Do you have a strategy for picking a winner? I didn’t until now.
Whether you are researching your own stock to set a Target price, or going off an analyst opinion, you should always have an expected target or gain in mind. Some investors are looking for that 8% to 10% gain per year, and some are looking for more than that or are maybe even satisfied with less.
Prior to working on this post, I had not defined my exact calculations but usually what I did was factor in commissions first, and then find out how much the stock has to go up to hit 10%, 20%, 30%. Then I try to figure out if these expectations are reasonable.

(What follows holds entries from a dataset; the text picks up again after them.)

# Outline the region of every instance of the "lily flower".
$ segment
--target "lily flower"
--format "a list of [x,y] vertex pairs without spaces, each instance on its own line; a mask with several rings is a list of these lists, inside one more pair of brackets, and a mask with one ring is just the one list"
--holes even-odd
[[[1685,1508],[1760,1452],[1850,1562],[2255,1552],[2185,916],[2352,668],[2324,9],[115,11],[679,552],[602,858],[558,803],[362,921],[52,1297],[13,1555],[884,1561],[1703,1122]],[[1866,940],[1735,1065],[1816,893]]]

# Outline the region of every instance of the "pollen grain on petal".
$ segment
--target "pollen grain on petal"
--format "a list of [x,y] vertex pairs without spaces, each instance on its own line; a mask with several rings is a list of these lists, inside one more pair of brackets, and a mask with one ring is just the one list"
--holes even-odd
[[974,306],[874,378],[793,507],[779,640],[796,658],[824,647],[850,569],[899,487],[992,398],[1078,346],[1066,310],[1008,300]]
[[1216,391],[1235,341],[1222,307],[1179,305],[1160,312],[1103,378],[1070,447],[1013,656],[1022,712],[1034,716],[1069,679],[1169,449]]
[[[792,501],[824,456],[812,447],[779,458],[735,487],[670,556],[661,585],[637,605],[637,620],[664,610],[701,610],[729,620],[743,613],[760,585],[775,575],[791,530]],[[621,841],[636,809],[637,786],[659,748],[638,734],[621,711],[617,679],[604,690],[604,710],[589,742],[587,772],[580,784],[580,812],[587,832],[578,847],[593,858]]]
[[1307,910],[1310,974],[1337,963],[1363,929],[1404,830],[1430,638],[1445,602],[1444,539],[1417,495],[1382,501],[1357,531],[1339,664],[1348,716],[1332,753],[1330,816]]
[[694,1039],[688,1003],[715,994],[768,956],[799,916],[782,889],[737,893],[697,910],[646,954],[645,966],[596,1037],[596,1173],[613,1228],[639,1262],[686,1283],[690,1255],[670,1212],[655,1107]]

Has the stock ever been that high? How recently was it close to my target? Is the stock trending upwards?
What is my risk? This should be at or close to my Sell stop price and my sell stop price is based on a previous
bounce/inflection in the market.
Now I’m trying to refine my stock choosing strategy, it’s always just been in my head. Sometimes I would not go through all the checkpoints before buying a stock either because I didn’t have time or I was acting on impulse. Trading isn’t a game, you can have fun with it but it should be more systematic to be successful. In addtion, I like to use stock screening tools to help me.
Here is my first draft:
- Stock must have a reasonable expectation of a 20% gain within 6 months to a year. This isn’t being greedy. Bigger gains offset unexpected losses.
- Stocks with higher dividends are more favorable if the expected gain is lower. These are places where I may park my money until something better comes up.
- Stock must be trending upwards. It’s hard to win by buying a stock that is tumbling. It’s like catching a falling knife although there are times when you can catch them at the right time. I think this should be done only if the entire market is going down for the day or week or whatever, because we know that there might be some discounts to take advantage of.
- Finding a Sell stop should be easy by using a recent(within 6 months) price.
- Reward to Risk ratio should be 3 to 1. For every $100 that I may lose, I’m expecting to gain $300. For example, if a stock is priced at $100, and the expected target is $130, and sell stop is $90. That’s $30/$10 = 3
- Positve analyst opinion and price target is favorable.
- Stocks have to pass favorable screening from www.finviz.com and www.stockscores.com
- Average volume should be high enough for me to buy and sell easily.
- Abnormal volume during the day, this would be a major plus if I could not find out what all the buzz was about since it may indicate that only certain people know about a new upside. But if it’s due to something that all investors have been informed about, then it would be less valuable.